Loop-Net: Joint Unsupervised Disparity and Optical Flow Estimation of Stereo Videos With Spatiotemporal Loop Consistency

Most of existing deep learning-based depth and optical flow estimation methods require the supervision of a lot of ground truth data, and hardly generalize to video frames, resulting in temporal inconsistency. In this letter, we propose a joint framework that estimates disparity and optical flow of stereo videos and generalizes across various video frames by considering the spatiotemporal relation between the disparity and flow without supervision. To improve both accuracy and consistency, we propose a loop consistency loss which enforces the spatiotemporal consistency of the estimated disparity and optical flow. Furthermore, we introduce a video-based training scheme using the c-LSTM to reinforce the temporal consistency. Extensive experiments show our proposed methods not only estimate disparity and optical flow accurately but also further improve spatiotemporal consistency.

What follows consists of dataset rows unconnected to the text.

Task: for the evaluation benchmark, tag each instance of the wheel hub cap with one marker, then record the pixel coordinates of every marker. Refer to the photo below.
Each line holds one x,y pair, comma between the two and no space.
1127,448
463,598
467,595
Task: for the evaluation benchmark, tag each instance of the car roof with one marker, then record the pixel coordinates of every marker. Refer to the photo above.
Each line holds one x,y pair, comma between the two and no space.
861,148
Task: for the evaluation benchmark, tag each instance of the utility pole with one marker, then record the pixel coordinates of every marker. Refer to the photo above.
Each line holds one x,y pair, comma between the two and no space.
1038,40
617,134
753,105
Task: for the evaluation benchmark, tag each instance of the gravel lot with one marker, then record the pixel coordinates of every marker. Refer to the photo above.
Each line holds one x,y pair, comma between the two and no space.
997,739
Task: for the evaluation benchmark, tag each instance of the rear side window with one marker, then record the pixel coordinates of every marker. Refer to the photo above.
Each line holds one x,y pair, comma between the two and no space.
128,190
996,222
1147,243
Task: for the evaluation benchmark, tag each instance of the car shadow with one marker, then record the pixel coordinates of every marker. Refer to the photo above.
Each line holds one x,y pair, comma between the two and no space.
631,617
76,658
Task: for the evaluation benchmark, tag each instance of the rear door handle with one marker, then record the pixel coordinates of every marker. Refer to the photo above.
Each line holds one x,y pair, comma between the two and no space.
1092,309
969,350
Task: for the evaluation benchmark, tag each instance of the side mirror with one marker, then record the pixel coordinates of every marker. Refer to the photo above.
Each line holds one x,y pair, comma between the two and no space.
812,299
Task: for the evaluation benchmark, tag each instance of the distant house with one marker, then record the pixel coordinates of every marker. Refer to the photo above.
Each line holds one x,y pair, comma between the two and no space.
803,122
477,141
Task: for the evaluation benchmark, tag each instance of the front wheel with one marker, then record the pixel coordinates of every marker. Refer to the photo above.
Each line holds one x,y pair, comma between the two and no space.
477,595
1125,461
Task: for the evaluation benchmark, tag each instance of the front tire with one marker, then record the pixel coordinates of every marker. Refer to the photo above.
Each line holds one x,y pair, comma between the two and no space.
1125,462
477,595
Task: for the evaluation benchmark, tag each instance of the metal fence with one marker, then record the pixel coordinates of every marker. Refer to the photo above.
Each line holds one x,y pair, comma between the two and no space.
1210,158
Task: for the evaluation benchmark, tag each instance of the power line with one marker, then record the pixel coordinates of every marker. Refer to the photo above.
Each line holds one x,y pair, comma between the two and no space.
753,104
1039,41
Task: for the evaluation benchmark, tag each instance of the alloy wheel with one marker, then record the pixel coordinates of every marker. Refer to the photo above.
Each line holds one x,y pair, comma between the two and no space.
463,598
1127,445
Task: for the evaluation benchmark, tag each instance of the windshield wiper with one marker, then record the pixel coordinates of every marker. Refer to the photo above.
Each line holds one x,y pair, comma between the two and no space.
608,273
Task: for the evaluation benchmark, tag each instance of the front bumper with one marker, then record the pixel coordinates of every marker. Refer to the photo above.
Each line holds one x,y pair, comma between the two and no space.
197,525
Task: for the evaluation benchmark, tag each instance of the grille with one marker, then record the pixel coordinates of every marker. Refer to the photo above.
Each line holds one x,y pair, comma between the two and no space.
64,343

Our framework outperforms the state-of-the-art unsupervised depth and optical flow estimation models on the KITTI benchmark dataset.

[1]  Thomas Brox,et al.  FlowNet: Learning Optical Flow with Convolutional Networks , 2015, 2015 IEEE International Conference on Computer Vision (ICCV).

[2]  Thomas Brox,et al.  A Large Dataset to Train Convolutional Networks for Disparity, Optical Flow, and Scene Flow Estimation , 2015, 2016 IEEE Conference on Computer Vision and Pattern Recognition (CVPR).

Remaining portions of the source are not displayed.